Ce qui revient à la question : tout ouvrir, d’accord, mais si les gens ne veulent pas venir ? Loin de ce « bordel politique », comme Monika l’appelle (« Vous avez Trudeau, nous avons Trump. C’est la chute des États-Unis, pas celle du Canada »), Stéphane Roy note qu’au Québec, les livres de rendezvous débordent. Et que les fermetures sont pour l’instant minimes. « Sur les quelque 15 000 salons que compte la province, je n’en ai pas vu plus de 10 à vendre, ou annonçant leur fin. »
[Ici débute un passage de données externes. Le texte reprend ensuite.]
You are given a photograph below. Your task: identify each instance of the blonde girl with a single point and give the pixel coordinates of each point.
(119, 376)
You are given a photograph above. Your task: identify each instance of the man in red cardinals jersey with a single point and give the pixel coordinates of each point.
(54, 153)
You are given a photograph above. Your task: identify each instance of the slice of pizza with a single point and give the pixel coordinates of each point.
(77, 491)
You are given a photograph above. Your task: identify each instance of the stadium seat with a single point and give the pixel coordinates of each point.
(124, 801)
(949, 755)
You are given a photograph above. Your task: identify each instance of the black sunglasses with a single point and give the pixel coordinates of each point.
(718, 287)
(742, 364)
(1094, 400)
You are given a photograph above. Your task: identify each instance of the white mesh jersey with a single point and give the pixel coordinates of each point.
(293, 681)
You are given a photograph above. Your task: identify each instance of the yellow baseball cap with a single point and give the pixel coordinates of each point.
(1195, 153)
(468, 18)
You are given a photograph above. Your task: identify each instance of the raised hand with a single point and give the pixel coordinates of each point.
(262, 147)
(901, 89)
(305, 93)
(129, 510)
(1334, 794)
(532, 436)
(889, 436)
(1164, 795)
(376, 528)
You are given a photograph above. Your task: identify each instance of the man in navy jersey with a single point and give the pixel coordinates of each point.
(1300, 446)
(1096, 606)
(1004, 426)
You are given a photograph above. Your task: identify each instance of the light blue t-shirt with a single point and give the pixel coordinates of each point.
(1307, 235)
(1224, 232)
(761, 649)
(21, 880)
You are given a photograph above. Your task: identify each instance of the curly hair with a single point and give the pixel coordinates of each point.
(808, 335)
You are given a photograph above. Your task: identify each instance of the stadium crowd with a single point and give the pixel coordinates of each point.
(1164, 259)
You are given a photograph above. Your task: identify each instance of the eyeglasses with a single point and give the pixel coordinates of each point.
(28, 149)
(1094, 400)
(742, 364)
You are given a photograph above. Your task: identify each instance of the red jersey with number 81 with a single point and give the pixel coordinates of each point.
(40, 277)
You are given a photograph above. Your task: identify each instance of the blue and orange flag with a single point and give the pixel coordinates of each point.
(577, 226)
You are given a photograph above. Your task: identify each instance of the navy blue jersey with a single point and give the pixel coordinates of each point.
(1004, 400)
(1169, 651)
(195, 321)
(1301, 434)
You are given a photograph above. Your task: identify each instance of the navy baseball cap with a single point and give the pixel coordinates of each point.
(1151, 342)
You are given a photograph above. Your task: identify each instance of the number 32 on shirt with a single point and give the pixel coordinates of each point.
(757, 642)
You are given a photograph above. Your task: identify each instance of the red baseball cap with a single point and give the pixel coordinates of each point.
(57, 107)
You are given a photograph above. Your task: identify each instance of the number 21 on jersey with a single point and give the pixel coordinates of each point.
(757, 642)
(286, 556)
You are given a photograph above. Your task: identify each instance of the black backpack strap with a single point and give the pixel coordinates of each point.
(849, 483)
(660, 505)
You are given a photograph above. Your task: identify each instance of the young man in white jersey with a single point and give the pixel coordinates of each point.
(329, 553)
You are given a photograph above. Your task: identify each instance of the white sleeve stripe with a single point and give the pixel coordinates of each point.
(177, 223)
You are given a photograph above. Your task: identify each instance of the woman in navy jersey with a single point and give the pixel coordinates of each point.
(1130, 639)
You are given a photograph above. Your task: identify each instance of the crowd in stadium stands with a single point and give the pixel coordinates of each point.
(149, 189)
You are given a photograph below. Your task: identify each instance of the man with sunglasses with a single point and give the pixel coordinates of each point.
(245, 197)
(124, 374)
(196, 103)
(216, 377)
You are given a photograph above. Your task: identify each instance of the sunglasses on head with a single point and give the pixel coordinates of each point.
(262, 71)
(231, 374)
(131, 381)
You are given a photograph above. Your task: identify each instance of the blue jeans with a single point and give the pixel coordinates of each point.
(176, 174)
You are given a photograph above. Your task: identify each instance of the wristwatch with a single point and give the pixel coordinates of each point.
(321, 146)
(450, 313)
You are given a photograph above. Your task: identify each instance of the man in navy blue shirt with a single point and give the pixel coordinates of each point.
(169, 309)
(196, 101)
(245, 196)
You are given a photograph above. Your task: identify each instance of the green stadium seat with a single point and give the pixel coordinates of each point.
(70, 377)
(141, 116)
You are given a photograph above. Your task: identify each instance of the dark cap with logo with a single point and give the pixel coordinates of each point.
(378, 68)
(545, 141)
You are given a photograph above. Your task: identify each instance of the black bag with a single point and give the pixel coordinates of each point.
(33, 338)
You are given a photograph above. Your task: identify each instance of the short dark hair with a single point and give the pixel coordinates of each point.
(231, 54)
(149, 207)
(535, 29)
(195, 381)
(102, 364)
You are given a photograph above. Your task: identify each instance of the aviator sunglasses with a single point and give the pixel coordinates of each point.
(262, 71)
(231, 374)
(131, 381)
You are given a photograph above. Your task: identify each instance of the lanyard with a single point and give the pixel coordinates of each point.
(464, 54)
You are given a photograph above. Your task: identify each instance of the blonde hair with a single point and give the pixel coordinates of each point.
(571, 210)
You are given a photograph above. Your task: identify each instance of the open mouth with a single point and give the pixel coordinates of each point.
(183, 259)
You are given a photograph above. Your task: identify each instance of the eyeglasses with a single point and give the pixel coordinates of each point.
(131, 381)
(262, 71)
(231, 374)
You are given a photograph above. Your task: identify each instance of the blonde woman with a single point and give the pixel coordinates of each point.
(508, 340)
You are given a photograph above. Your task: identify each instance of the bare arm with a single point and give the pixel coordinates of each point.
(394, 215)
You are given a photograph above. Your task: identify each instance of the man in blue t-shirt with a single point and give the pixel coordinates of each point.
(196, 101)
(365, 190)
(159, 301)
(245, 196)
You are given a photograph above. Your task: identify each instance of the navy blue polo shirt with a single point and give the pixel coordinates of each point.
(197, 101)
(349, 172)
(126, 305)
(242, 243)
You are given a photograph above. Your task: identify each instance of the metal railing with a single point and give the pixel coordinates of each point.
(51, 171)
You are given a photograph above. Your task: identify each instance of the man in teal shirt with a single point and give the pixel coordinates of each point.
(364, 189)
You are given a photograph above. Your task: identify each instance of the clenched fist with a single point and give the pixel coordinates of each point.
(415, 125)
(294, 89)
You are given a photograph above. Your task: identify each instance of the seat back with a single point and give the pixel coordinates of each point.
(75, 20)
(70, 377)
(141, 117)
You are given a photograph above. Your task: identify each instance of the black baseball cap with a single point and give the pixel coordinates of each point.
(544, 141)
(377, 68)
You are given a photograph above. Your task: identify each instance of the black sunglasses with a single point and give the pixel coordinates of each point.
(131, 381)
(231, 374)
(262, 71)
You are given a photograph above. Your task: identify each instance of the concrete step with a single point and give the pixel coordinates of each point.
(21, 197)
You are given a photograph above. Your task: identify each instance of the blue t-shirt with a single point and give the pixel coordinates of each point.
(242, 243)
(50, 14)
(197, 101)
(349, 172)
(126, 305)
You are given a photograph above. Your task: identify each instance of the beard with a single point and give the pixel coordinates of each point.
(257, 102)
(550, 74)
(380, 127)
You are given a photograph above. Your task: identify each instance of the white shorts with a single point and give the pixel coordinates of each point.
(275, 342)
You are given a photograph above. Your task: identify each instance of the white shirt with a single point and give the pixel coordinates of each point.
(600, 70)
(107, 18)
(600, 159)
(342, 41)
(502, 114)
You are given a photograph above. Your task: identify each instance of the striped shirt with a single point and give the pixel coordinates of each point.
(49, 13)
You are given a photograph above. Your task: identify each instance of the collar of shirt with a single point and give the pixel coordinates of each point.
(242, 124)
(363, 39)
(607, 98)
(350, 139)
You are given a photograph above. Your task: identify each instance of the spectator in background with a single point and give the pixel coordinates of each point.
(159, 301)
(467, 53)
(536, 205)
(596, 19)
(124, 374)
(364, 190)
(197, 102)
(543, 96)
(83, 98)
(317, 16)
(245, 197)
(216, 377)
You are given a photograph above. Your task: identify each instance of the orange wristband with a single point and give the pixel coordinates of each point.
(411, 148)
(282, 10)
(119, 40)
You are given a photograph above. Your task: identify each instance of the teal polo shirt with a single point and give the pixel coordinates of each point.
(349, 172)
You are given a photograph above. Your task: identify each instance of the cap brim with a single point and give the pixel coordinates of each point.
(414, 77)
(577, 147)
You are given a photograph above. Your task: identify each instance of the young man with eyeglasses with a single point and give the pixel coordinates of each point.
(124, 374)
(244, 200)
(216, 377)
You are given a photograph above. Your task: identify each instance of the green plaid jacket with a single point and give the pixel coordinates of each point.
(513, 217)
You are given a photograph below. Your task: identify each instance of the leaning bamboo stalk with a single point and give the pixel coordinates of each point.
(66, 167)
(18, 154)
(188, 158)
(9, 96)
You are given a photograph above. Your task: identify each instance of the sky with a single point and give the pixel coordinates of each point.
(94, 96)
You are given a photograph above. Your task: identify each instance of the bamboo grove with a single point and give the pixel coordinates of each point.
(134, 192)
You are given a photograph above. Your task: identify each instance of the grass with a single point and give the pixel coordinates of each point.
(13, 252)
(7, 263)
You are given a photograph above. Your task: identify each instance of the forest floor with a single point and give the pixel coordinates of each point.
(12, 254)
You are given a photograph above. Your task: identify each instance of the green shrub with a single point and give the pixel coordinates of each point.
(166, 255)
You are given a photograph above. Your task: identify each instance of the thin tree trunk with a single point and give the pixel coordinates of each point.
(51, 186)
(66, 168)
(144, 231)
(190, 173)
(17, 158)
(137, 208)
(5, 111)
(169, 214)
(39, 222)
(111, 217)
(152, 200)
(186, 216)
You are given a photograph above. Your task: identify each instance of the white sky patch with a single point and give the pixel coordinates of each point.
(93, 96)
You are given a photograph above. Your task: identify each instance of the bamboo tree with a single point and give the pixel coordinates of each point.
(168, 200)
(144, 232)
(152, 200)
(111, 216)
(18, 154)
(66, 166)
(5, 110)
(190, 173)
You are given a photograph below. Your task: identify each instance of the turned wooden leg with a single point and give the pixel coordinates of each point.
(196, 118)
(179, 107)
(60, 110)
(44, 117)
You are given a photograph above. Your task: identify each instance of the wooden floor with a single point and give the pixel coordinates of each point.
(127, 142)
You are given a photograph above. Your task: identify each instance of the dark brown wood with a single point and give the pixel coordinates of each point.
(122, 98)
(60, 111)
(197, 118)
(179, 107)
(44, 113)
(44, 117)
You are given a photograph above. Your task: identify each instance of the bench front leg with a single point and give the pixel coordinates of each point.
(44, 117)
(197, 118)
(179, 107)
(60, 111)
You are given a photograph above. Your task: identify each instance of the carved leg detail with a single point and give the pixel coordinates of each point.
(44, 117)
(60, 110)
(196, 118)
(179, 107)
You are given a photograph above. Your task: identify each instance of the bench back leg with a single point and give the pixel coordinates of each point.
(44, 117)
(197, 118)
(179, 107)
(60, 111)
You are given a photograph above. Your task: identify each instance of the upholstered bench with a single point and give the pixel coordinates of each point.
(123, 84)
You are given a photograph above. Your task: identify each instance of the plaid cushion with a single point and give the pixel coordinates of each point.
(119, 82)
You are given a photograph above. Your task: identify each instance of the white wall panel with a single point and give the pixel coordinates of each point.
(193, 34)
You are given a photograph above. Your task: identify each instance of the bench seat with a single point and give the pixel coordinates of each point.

Monika, elle, assure qu’elle n’a pas eu le choix de faire une croix sur l’entreprise qu’elle devait léguer à son fils de 29 ans. « Mes employés ne voulaient pas entrer travailler. Leurs clients, quant à eux, ne voulaient pas se pointer. Soit par peur du virus, soit pour boycotter une économie qu’ils rejettent. »
Une autre raison qui l’a poussée à travailler de la maison, dit l’expressive styliste, ce sont les règlements. « Il aurait fallu prendre la température des clients, nous balader avec des masques conçus pour des médecins, et enfiler des visières que les chirurgiens portent quand ils charcutent des patients sur une table d’opération. Tout ça pour couper des cheveux. De la folie, si vous voulez mon avis ! » « J’ai 60 ans, je n’ai pas envie de niaiser ! enchaîne-t-elle, sur une lancée. Une des joies de venir au salon, c’est le toucher, l’échange. Pas se faire recevoir par un robot en combinaison. »
Au Québec, du côté des règlements, il y a eu de petits cafouillages, souligne de son côté Stéphane Roy. Une version antérieure du guide sanitaire destiné à son milieu, dit-il, imposait le port de lunettes de protection aux coiffeurs (« même les médecins ne portent pas ça ! ») et d’une blouse obligatoirement changée entre chaque client. Lesdites règles ont depuis été assouplies. Résultat ? « Beaucoup de propriétaires de salons ont acheté des centaines de blouses pour des milliers de dollars inutilement. » Une dépense dont n’avait pas besoin une industrie frappée par l’annulation des bals de finissants, des mariages, des festivals.
Reste une certaine lueur. En région, où les coiffeurs ont rouvert depuis le 1er juin, les choses vont bien. « Les propriétaires disent que les clients leur amènent une énergie incroyable, rapporte Stéphane Roy. Et dans la grande région de Montréal, où la plupart des salons ont décidé d’augmenter les prix de 5 % à 20 %, la clientèle accepte et comprend la situation. » Ne reste plus qu’à passer au salon.